?Fufeng Group, a huge Chinese manufacturer of in-demand animal feed ingredients, is building their next plant in…Grand Forks, ND.
— HUNTSMAN ?? (@man_integrated) December 22, 2021
American corn.
American energy.
American labor.
American buyers.
All the raw materials for Chinese corporate profits.
Unacceptable, @DougBurgum. pic.twitter.com/YFwQvgEHf9
The Fufeng Group, located in mainland China, is a global-leader in bio-fermentation and manufacturing products that serve animal nutrition, food & beverage, pharmaceutical, health and wellness, oil & gas, and other industries. In November 2021, Fufeng Group Ltd. selected Grand Forks, North Dakota as its first U.S. manufacturing site.
According to the city of Grand Forks, the site will require 370 acres in Grand Forks’ agribusiness park and 25 bushels of corn each year. The corn-milling facility may bring trucking traffic and plant odors but will boost regional corn demand and bring hundreds of new jobs to the city.
That a China-based bio-fermentation products maker is coming to the United States is being touted as a win for the local economy, but there’s growing concern over its national security implications and potential ties to forced labor.
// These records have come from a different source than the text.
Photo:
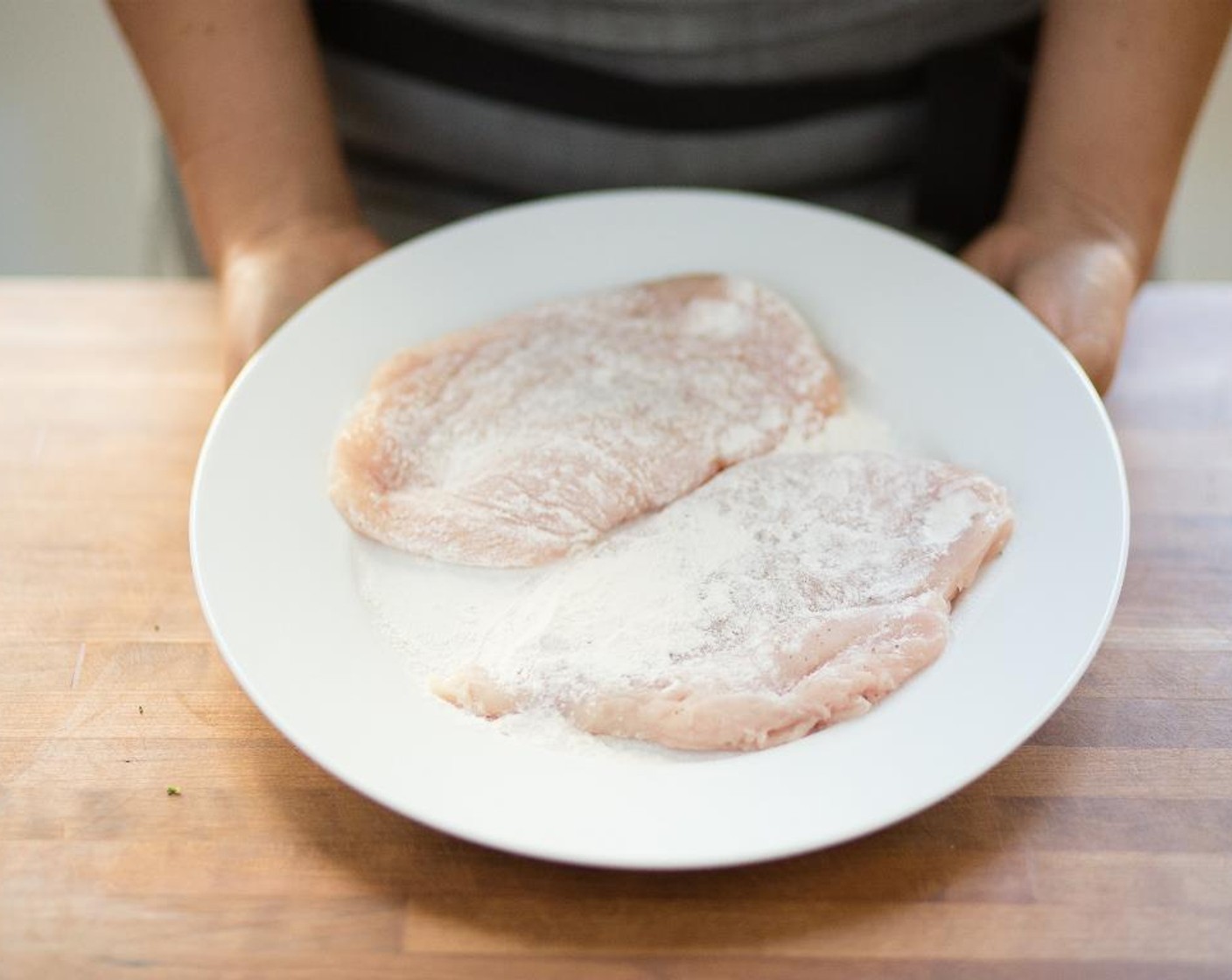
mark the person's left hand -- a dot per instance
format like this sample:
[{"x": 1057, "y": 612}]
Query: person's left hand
[{"x": 1075, "y": 276}]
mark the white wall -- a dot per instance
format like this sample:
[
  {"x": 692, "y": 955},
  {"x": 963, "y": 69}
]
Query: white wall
[
  {"x": 79, "y": 157},
  {"x": 78, "y": 144},
  {"x": 1198, "y": 242}
]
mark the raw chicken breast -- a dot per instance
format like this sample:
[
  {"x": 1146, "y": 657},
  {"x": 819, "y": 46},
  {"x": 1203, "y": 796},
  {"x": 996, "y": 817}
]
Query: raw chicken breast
[
  {"x": 788, "y": 593},
  {"x": 519, "y": 442}
]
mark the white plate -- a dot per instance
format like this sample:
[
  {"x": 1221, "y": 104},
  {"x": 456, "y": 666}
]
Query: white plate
[{"x": 954, "y": 362}]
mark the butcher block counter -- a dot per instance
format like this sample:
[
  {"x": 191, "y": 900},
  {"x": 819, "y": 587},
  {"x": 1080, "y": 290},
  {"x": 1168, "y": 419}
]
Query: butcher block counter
[{"x": 1102, "y": 848}]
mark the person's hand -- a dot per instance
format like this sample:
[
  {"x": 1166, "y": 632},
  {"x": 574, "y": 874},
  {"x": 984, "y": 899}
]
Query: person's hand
[
  {"x": 1078, "y": 274},
  {"x": 265, "y": 281}
]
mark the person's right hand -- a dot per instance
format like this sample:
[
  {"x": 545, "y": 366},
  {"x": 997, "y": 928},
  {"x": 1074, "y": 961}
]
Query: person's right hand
[{"x": 266, "y": 280}]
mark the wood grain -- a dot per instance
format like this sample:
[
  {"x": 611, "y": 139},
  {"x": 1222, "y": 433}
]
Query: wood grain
[{"x": 1102, "y": 848}]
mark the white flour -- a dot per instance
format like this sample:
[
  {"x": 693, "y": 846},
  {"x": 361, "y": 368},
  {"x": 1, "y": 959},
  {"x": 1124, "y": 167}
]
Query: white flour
[{"x": 444, "y": 617}]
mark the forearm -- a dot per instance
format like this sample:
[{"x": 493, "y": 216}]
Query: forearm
[
  {"x": 242, "y": 94},
  {"x": 1119, "y": 84}
]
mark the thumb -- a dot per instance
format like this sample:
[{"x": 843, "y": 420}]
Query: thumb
[{"x": 1084, "y": 298}]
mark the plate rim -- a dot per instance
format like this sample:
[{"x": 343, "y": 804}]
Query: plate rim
[{"x": 691, "y": 862}]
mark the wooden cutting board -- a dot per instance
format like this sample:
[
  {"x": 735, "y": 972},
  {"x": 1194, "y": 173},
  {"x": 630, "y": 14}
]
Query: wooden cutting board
[{"x": 1102, "y": 848}]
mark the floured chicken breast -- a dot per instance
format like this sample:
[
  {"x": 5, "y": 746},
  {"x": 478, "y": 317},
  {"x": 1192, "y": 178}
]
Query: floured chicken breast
[
  {"x": 788, "y": 593},
  {"x": 528, "y": 438}
]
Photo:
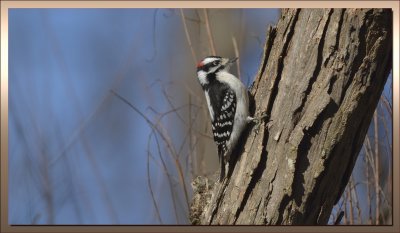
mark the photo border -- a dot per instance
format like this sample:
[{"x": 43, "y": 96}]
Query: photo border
[{"x": 6, "y": 5}]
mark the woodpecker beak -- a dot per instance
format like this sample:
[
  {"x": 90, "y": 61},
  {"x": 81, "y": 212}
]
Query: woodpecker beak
[
  {"x": 228, "y": 62},
  {"x": 233, "y": 60}
]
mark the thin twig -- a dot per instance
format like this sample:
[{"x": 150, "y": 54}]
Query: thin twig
[
  {"x": 235, "y": 47},
  {"x": 188, "y": 37},
  {"x": 210, "y": 38}
]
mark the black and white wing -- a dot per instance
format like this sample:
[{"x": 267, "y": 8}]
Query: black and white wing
[{"x": 223, "y": 120}]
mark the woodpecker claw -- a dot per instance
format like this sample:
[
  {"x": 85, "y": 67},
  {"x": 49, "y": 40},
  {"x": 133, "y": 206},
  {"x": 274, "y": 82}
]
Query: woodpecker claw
[{"x": 258, "y": 120}]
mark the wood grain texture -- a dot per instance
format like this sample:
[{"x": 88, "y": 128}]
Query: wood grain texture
[{"x": 319, "y": 81}]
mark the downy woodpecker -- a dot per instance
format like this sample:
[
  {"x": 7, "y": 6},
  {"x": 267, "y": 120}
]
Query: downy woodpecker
[{"x": 228, "y": 104}]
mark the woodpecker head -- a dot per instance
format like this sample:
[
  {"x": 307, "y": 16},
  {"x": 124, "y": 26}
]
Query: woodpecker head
[{"x": 209, "y": 66}]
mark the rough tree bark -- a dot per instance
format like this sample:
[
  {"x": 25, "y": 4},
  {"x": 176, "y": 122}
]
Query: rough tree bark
[{"x": 321, "y": 77}]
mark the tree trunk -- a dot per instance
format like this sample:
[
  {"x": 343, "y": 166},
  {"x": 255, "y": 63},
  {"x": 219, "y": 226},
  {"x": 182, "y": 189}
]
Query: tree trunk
[{"x": 321, "y": 77}]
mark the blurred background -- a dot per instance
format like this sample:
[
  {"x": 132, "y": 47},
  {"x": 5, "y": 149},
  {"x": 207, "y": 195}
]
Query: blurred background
[{"x": 108, "y": 124}]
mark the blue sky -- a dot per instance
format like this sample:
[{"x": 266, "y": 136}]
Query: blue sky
[{"x": 77, "y": 154}]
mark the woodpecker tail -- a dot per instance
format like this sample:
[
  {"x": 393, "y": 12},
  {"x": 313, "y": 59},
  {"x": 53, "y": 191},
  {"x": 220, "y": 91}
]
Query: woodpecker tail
[{"x": 221, "y": 163}]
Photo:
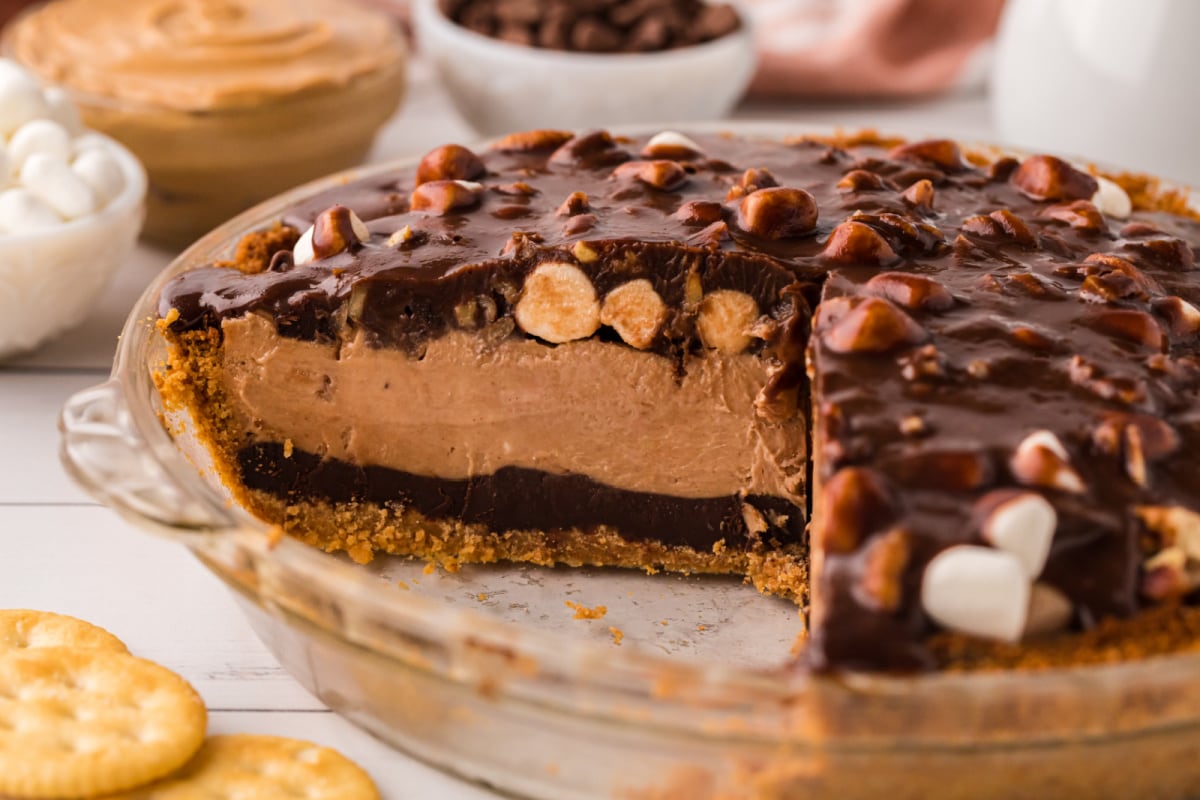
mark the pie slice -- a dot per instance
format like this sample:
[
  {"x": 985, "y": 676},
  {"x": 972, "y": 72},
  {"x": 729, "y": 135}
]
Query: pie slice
[{"x": 981, "y": 376}]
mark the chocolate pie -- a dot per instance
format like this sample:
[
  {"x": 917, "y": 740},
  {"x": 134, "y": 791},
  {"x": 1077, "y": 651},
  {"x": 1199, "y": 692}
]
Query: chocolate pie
[{"x": 949, "y": 400}]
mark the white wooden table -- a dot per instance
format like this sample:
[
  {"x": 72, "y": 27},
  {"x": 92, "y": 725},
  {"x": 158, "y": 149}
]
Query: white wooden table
[{"x": 59, "y": 551}]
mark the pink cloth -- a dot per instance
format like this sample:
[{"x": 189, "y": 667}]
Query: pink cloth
[{"x": 856, "y": 48}]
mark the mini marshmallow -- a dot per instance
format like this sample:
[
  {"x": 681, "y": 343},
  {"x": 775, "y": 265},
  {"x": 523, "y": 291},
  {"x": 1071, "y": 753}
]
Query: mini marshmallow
[
  {"x": 100, "y": 170},
  {"x": 52, "y": 180},
  {"x": 39, "y": 136},
  {"x": 977, "y": 590},
  {"x": 1024, "y": 527},
  {"x": 303, "y": 252},
  {"x": 671, "y": 140},
  {"x": 21, "y": 211},
  {"x": 21, "y": 98},
  {"x": 1111, "y": 199},
  {"x": 63, "y": 110}
]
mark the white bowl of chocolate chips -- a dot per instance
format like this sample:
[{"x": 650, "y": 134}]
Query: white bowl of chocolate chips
[{"x": 569, "y": 65}]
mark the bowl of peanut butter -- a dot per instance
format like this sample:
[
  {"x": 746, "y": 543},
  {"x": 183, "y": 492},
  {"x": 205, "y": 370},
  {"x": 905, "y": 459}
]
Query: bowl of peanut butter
[{"x": 226, "y": 102}]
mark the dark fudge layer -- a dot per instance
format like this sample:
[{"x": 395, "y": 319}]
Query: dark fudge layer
[{"x": 987, "y": 340}]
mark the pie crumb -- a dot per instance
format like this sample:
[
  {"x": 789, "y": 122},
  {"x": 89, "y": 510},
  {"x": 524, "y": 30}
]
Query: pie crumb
[{"x": 583, "y": 612}]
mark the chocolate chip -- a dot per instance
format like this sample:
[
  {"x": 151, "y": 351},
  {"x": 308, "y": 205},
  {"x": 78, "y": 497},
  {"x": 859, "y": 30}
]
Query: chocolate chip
[{"x": 595, "y": 25}]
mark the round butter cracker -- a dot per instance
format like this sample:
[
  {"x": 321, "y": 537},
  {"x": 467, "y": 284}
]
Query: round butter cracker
[
  {"x": 262, "y": 768},
  {"x": 84, "y": 722},
  {"x": 23, "y": 629}
]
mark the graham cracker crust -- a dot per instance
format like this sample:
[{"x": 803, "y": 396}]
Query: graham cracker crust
[{"x": 364, "y": 529}]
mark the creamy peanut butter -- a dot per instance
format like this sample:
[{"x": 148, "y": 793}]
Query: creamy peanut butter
[
  {"x": 604, "y": 410},
  {"x": 204, "y": 54}
]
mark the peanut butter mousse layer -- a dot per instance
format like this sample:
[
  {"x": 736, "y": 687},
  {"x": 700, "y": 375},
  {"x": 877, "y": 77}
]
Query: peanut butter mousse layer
[{"x": 586, "y": 349}]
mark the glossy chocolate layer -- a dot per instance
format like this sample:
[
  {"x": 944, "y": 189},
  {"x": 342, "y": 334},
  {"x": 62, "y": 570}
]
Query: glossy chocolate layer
[
  {"x": 525, "y": 499},
  {"x": 963, "y": 308}
]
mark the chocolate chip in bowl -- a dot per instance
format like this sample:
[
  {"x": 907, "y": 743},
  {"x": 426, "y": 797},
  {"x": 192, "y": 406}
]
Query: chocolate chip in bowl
[
  {"x": 71, "y": 206},
  {"x": 510, "y": 65}
]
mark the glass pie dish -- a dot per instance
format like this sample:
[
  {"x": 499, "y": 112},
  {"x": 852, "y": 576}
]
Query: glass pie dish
[{"x": 682, "y": 690}]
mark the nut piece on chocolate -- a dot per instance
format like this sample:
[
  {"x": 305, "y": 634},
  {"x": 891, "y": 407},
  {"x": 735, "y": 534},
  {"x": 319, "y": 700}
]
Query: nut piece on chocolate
[{"x": 921, "y": 391}]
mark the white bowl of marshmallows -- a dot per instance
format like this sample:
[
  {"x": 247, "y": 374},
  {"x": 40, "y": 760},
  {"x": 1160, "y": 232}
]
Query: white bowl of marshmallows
[{"x": 71, "y": 208}]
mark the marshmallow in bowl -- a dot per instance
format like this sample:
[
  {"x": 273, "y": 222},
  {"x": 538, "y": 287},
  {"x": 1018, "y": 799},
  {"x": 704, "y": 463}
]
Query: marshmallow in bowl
[
  {"x": 60, "y": 172},
  {"x": 51, "y": 179},
  {"x": 39, "y": 136},
  {"x": 100, "y": 170}
]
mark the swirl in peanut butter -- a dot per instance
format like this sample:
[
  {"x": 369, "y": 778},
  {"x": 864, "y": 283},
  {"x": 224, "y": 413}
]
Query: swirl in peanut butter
[{"x": 204, "y": 54}]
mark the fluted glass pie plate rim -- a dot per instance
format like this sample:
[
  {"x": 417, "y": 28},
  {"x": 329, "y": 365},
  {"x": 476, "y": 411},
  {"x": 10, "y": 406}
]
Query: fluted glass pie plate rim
[{"x": 315, "y": 611}]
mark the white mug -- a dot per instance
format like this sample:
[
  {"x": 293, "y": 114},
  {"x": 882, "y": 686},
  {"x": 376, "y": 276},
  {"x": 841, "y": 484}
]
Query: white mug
[{"x": 1113, "y": 80}]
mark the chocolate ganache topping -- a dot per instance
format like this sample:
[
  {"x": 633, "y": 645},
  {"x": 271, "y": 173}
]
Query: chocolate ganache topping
[{"x": 1000, "y": 359}]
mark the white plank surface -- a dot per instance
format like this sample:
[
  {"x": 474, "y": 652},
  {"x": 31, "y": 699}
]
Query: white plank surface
[{"x": 61, "y": 552}]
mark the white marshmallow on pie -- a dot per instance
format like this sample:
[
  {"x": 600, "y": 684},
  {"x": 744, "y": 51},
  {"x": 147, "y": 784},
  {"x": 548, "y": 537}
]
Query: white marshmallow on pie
[
  {"x": 54, "y": 182},
  {"x": 977, "y": 590},
  {"x": 39, "y": 136},
  {"x": 303, "y": 251},
  {"x": 1111, "y": 199},
  {"x": 1023, "y": 525},
  {"x": 21, "y": 211},
  {"x": 100, "y": 170}
]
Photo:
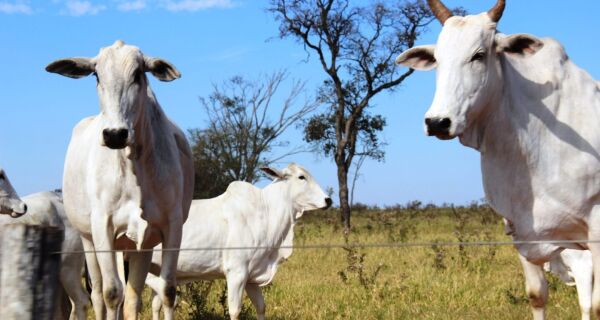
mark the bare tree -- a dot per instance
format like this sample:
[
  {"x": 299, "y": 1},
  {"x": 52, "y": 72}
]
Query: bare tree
[
  {"x": 356, "y": 47},
  {"x": 245, "y": 123}
]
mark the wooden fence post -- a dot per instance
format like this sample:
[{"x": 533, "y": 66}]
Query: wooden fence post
[{"x": 29, "y": 271}]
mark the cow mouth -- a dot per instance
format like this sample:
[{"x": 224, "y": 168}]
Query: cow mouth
[
  {"x": 441, "y": 136},
  {"x": 14, "y": 214}
]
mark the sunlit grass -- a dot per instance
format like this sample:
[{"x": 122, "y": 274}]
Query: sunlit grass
[{"x": 412, "y": 283}]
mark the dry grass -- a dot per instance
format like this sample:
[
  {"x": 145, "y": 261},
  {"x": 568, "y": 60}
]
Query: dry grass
[{"x": 405, "y": 283}]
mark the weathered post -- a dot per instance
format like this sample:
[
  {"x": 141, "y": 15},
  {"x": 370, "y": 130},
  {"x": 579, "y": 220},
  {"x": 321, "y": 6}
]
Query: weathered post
[{"x": 29, "y": 271}]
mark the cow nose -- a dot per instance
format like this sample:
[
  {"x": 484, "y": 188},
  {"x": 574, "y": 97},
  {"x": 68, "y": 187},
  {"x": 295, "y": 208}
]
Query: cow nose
[
  {"x": 328, "y": 202},
  {"x": 115, "y": 138},
  {"x": 438, "y": 126}
]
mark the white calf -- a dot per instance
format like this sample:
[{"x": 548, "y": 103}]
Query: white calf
[{"x": 244, "y": 216}]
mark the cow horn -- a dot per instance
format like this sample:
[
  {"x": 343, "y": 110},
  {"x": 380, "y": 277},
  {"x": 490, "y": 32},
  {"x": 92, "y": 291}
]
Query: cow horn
[
  {"x": 440, "y": 11},
  {"x": 495, "y": 13}
]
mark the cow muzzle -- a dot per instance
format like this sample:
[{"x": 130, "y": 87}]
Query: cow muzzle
[
  {"x": 438, "y": 127},
  {"x": 328, "y": 203},
  {"x": 115, "y": 138}
]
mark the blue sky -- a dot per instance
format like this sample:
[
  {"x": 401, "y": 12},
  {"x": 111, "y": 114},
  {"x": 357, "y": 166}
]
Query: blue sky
[{"x": 213, "y": 40}]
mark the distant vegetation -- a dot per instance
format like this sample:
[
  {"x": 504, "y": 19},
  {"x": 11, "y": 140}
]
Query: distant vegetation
[{"x": 432, "y": 282}]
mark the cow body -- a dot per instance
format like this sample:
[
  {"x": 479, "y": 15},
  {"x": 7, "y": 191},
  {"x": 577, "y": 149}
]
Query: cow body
[
  {"x": 46, "y": 209},
  {"x": 533, "y": 115},
  {"x": 128, "y": 179},
  {"x": 260, "y": 220}
]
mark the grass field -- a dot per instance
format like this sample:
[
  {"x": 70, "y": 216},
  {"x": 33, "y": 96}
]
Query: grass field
[{"x": 400, "y": 283}]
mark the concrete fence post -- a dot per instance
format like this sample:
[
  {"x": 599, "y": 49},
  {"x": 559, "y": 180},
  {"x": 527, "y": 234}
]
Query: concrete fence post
[{"x": 29, "y": 271}]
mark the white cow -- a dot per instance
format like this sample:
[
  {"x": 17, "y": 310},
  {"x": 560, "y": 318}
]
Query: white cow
[
  {"x": 128, "y": 178},
  {"x": 10, "y": 203},
  {"x": 574, "y": 267},
  {"x": 244, "y": 216},
  {"x": 46, "y": 209},
  {"x": 533, "y": 115}
]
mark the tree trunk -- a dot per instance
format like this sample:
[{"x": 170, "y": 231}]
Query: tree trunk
[{"x": 343, "y": 193}]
Grand Forks’ Local Government Advisory Committee met at City Hall has expressed support for big tax breaks which would eliminate the majority of Fufeng Group’s early property tax bill and discount costs on the plant for the first 20 years. City Hall leaders argue these tax breaks are an essential incentive to attract Fufeng Group to the community, where their wet corn milling plant would create hundreds of jobs.
Not everyone is keen. Senator Kevin Cramer, expressed his suspicions of Fufeng Group stating China is not a reliable partner and the project in Grand Forks requires due diligence. University of North Dakota economist, David Flynn, suggests Fufeng Group ties the local economy and local jobs to China, and North Dakota’s economy could experience pressure if China talks about changing corn-buying practices.
Ross Kennedy, founder of Fortis Analysis and Senior Fellow at Securities Studies Group describes the proposed project as a “very worrisome thing”. Listen here. Read here.
In an interview with WDAY Radio, Kennedy asserted the proximity of the proposed processing plant to the U.S. Air Force in Grand Forks and other sensitive military sites in the region would create a security risk by allowing the Chinese government to potentially use the site as a base of operations to spy on and monitor U.S. military activity in the area.
“Even the people local to Grand Forks may not know how important this base is. It’s not some no-nothing base that has survived all the base closures and realignments over the years. Grand Forks is home to one of the largest intelligence and surveillance and reconnaissance wings we have anywhere in the world. I can’t think of a lot of red-blooded Americans that would be okay with their town being used potentially as an installation to monitor the comings and goings of an air force base,” said Kennedy.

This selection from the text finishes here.